Look, too, for smaller papers indexed, abstracted or digitized on library, genealogical society or volunteer Web sites. A few examples: Newspaper Abstracts <www.newspaperabstracts.com>, Small Town Papers <www.smalltownpapers.com> and Utah Digital Newspapers <www.digitalnewspapers.org>. Peruse sites for your ancestral state archives and area libraries and historical societies, and type your ancestor’s town or city plus newspaper into a search engine such as Google.

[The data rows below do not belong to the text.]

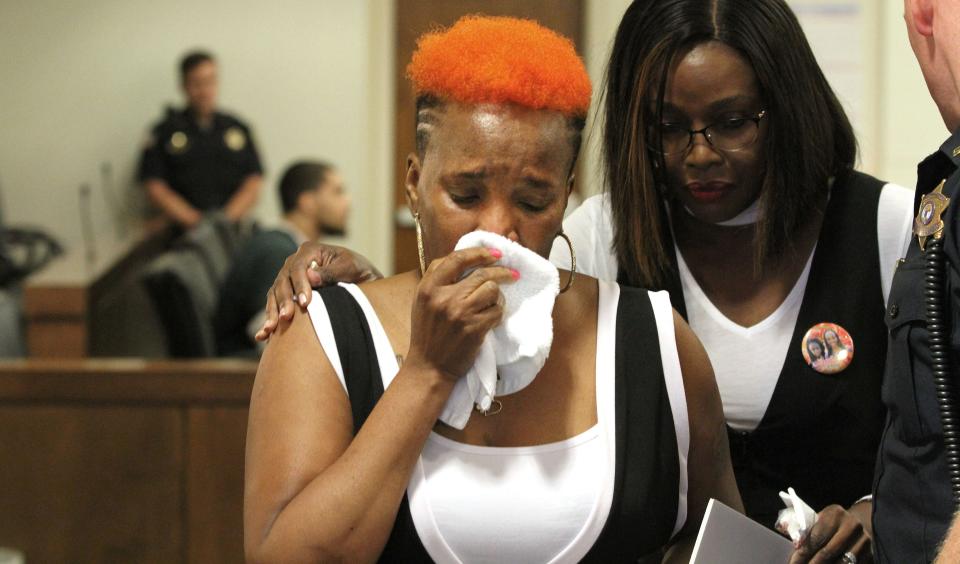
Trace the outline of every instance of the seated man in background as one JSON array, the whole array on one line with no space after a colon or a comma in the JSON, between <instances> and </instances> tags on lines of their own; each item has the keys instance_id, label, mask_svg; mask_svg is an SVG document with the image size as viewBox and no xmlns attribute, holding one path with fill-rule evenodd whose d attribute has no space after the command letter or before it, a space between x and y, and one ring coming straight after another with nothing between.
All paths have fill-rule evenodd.
<instances>
[{"instance_id":1,"label":"seated man in background","mask_svg":"<svg viewBox=\"0 0 960 564\"><path fill-rule=\"evenodd\" d=\"M261 168L250 129L217 111L217 64L194 52L180 62L183 110L168 108L140 159L140 182L154 206L184 230L222 210L244 218L257 202Z\"/></svg>"},{"instance_id":2,"label":"seated man in background","mask_svg":"<svg viewBox=\"0 0 960 564\"><path fill-rule=\"evenodd\" d=\"M263 321L263 297L287 255L296 252L304 241L341 235L346 227L350 199L340 175L326 163L310 161L290 166L280 180L280 200L282 224L247 242L220 289L214 330L221 356L256 351L253 335Z\"/></svg>"}]
</instances>

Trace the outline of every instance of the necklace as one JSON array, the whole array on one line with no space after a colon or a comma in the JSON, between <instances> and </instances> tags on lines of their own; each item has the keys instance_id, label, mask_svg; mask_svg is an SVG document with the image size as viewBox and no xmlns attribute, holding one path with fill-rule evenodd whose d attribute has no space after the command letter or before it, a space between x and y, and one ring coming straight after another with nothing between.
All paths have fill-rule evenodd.
<instances>
[{"instance_id":1,"label":"necklace","mask_svg":"<svg viewBox=\"0 0 960 564\"><path fill-rule=\"evenodd\" d=\"M496 415L501 411L503 411L503 403L501 403L500 400L498 399L491 400L490 407L488 409L483 409L482 407L480 407L479 403L474 404L473 407L480 412L480 415L483 415L484 417L488 417L490 415Z\"/></svg>"},{"instance_id":2,"label":"necklace","mask_svg":"<svg viewBox=\"0 0 960 564\"><path fill-rule=\"evenodd\" d=\"M497 382L500 382L499 370L497 371ZM503 403L496 398L490 400L490 407L488 407L487 409L480 407L479 403L473 404L473 407L480 412L480 415L483 415L484 417L488 417L490 415L496 415L501 411L503 411Z\"/></svg>"}]
</instances>

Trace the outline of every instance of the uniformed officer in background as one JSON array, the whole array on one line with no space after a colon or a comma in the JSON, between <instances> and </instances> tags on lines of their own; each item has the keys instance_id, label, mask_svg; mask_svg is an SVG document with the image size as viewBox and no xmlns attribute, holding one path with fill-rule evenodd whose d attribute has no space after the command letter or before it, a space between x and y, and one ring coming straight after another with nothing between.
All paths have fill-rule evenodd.
<instances>
[{"instance_id":1,"label":"uniformed officer in background","mask_svg":"<svg viewBox=\"0 0 960 564\"><path fill-rule=\"evenodd\" d=\"M953 135L917 169L915 236L887 306L888 416L873 542L879 562L896 564L936 557L960 498L960 467L953 479L948 470L957 422L943 424L957 416L960 384L960 0L904 0L904 12L920 70ZM941 410L953 415L942 419ZM958 529L938 562L960 562Z\"/></svg>"},{"instance_id":2,"label":"uniformed officer in background","mask_svg":"<svg viewBox=\"0 0 960 564\"><path fill-rule=\"evenodd\" d=\"M154 126L140 161L140 181L150 201L182 228L220 210L244 218L260 192L261 167L250 129L217 111L217 64L205 52L180 62L187 106L169 108Z\"/></svg>"}]
</instances>

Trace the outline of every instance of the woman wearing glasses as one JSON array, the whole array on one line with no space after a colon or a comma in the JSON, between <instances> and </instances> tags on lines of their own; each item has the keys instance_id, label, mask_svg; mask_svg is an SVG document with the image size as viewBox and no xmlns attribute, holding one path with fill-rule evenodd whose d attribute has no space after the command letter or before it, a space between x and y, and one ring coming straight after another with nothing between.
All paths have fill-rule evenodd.
<instances>
[{"instance_id":1,"label":"woman wearing glasses","mask_svg":"<svg viewBox=\"0 0 960 564\"><path fill-rule=\"evenodd\" d=\"M819 512L795 561L870 559L884 304L912 193L853 170L850 122L782 0L634 2L605 111L607 189L564 222L577 269L670 291L714 365L747 513L772 527L787 487ZM356 260L301 247L262 333L311 279L361 277ZM803 358L821 322L856 347L835 374Z\"/></svg>"},{"instance_id":2,"label":"woman wearing glasses","mask_svg":"<svg viewBox=\"0 0 960 564\"><path fill-rule=\"evenodd\" d=\"M772 526L794 487L819 511L798 560L869 559L912 194L853 170L850 122L780 0L634 2L607 72L608 190L564 223L592 245L578 268L670 291L716 371L747 513ZM855 341L836 374L803 358L821 322Z\"/></svg>"}]
</instances>

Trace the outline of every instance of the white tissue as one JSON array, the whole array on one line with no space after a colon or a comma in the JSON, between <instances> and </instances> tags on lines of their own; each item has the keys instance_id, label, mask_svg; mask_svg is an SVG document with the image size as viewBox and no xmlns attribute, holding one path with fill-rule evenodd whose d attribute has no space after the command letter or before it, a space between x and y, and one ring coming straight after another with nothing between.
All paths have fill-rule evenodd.
<instances>
[{"instance_id":1,"label":"white tissue","mask_svg":"<svg viewBox=\"0 0 960 564\"><path fill-rule=\"evenodd\" d=\"M794 546L799 546L817 522L817 512L800 499L793 488L780 492L780 499L787 507L777 514L776 529L790 537Z\"/></svg>"},{"instance_id":2,"label":"white tissue","mask_svg":"<svg viewBox=\"0 0 960 564\"><path fill-rule=\"evenodd\" d=\"M474 405L489 409L495 396L522 390L543 368L553 343L553 305L560 289L550 261L506 237L474 231L460 238L456 250L472 247L499 250L503 256L497 264L513 268L520 278L500 286L503 321L487 333L473 366L440 413L440 420L456 429L466 426Z\"/></svg>"}]
</instances>

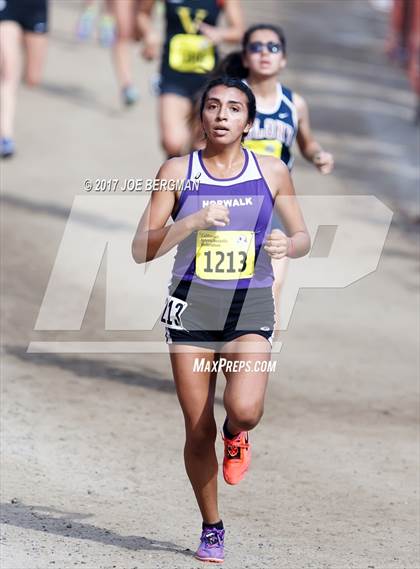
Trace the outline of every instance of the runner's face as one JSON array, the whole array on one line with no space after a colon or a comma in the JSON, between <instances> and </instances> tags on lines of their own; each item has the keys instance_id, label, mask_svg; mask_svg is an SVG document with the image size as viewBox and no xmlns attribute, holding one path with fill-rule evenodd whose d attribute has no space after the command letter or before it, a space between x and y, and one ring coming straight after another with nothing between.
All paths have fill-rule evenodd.
<instances>
[{"instance_id":1,"label":"runner's face","mask_svg":"<svg viewBox=\"0 0 420 569\"><path fill-rule=\"evenodd\" d=\"M207 140L228 145L240 140L251 127L248 121L248 99L236 87L218 85L207 94L202 124Z\"/></svg>"},{"instance_id":2,"label":"runner's face","mask_svg":"<svg viewBox=\"0 0 420 569\"><path fill-rule=\"evenodd\" d=\"M261 44L263 44L261 46ZM268 46L267 46L268 44ZM259 51L255 51L259 47ZM280 46L277 53L269 50L270 46ZM275 49L275 47L274 47ZM254 77L275 77L286 67L286 57L283 54L278 35L272 30L257 30L249 38L243 55L244 66L249 69L249 75Z\"/></svg>"}]
</instances>

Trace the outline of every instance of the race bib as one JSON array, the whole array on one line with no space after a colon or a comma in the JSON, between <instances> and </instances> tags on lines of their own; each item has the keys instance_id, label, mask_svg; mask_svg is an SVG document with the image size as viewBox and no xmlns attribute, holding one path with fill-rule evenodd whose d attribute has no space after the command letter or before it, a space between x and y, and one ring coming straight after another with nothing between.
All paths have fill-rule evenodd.
<instances>
[{"instance_id":1,"label":"race bib","mask_svg":"<svg viewBox=\"0 0 420 569\"><path fill-rule=\"evenodd\" d=\"M254 231L198 231L195 272L200 279L246 279L254 274Z\"/></svg>"},{"instance_id":2,"label":"race bib","mask_svg":"<svg viewBox=\"0 0 420 569\"><path fill-rule=\"evenodd\" d=\"M202 35L176 34L169 43L169 67L181 73L208 73L214 69L213 44Z\"/></svg>"},{"instance_id":3,"label":"race bib","mask_svg":"<svg viewBox=\"0 0 420 569\"><path fill-rule=\"evenodd\" d=\"M243 145L261 156L281 156L282 143L279 140L245 140Z\"/></svg>"},{"instance_id":4,"label":"race bib","mask_svg":"<svg viewBox=\"0 0 420 569\"><path fill-rule=\"evenodd\" d=\"M188 302L185 302L185 300L180 300L174 296L168 296L160 321L167 328L171 328L173 330L185 330L182 325L181 315L187 306Z\"/></svg>"}]
</instances>

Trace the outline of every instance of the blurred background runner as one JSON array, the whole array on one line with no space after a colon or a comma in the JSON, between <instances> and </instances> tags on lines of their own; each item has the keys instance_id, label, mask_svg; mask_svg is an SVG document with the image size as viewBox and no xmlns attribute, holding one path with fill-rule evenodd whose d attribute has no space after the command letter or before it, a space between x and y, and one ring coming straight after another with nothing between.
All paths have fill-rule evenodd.
<instances>
[{"instance_id":1,"label":"blurred background runner","mask_svg":"<svg viewBox=\"0 0 420 569\"><path fill-rule=\"evenodd\" d=\"M0 0L0 156L15 153L14 120L20 74L41 81L47 50L47 0Z\"/></svg>"}]
</instances>

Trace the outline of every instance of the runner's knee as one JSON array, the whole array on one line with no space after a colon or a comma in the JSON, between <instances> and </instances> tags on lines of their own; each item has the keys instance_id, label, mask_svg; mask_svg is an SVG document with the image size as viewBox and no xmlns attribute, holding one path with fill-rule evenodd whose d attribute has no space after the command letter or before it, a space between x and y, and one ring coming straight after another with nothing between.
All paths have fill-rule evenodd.
<instances>
[{"instance_id":1,"label":"runner's knee","mask_svg":"<svg viewBox=\"0 0 420 569\"><path fill-rule=\"evenodd\" d=\"M117 42L130 42L133 39L133 34L130 28L124 26L117 26L116 41Z\"/></svg>"},{"instance_id":2,"label":"runner's knee","mask_svg":"<svg viewBox=\"0 0 420 569\"><path fill-rule=\"evenodd\" d=\"M181 156L184 152L184 145L180 137L173 134L164 134L162 137L162 147L168 156Z\"/></svg>"},{"instance_id":3,"label":"runner's knee","mask_svg":"<svg viewBox=\"0 0 420 569\"><path fill-rule=\"evenodd\" d=\"M194 454L205 454L208 447L214 445L216 437L217 427L214 421L192 428L187 426L185 446Z\"/></svg>"},{"instance_id":4,"label":"runner's knee","mask_svg":"<svg viewBox=\"0 0 420 569\"><path fill-rule=\"evenodd\" d=\"M228 419L241 431L250 431L258 425L264 409L256 404L235 405L228 410Z\"/></svg>"},{"instance_id":5,"label":"runner's knee","mask_svg":"<svg viewBox=\"0 0 420 569\"><path fill-rule=\"evenodd\" d=\"M2 61L0 65L0 79L4 84L18 83L19 75L11 62Z\"/></svg>"},{"instance_id":6,"label":"runner's knee","mask_svg":"<svg viewBox=\"0 0 420 569\"><path fill-rule=\"evenodd\" d=\"M41 76L38 73L27 72L25 74L25 84L28 87L37 87L41 82Z\"/></svg>"}]
</instances>

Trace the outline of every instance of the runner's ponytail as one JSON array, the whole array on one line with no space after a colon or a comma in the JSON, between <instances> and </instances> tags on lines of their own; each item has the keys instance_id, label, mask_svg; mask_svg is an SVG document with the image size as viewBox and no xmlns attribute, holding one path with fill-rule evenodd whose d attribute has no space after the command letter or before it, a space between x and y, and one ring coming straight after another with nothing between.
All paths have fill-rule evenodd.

The following database sites, available through libraries or by subscription, offer access to newspapers big and small:
• Accessible Archives <www.accessible.com/about/aboutaa.htm>: Check for availability through a library, or you can subscribe for $59.95 per year. Among Accessible Archives’ offerings are The Pennsylvania Gazette, The Liberator, and The African-American Newspapers: The 19th Century collection.
• GenealogyBank <www.genealogybank.com>: A new player in online news, GenealogyBank offers individual subscriptions for $19.95 per month. You get access to 500,000-plus digitized issues from more than 1,300 US newspapers starting in 1690.
• Newspaper Archive <www.newspaperarchive.com>: This database claims more newspaper issues since 1759 than any other service. You can join for $71.40 per year, but check to see if the service is available free at your library.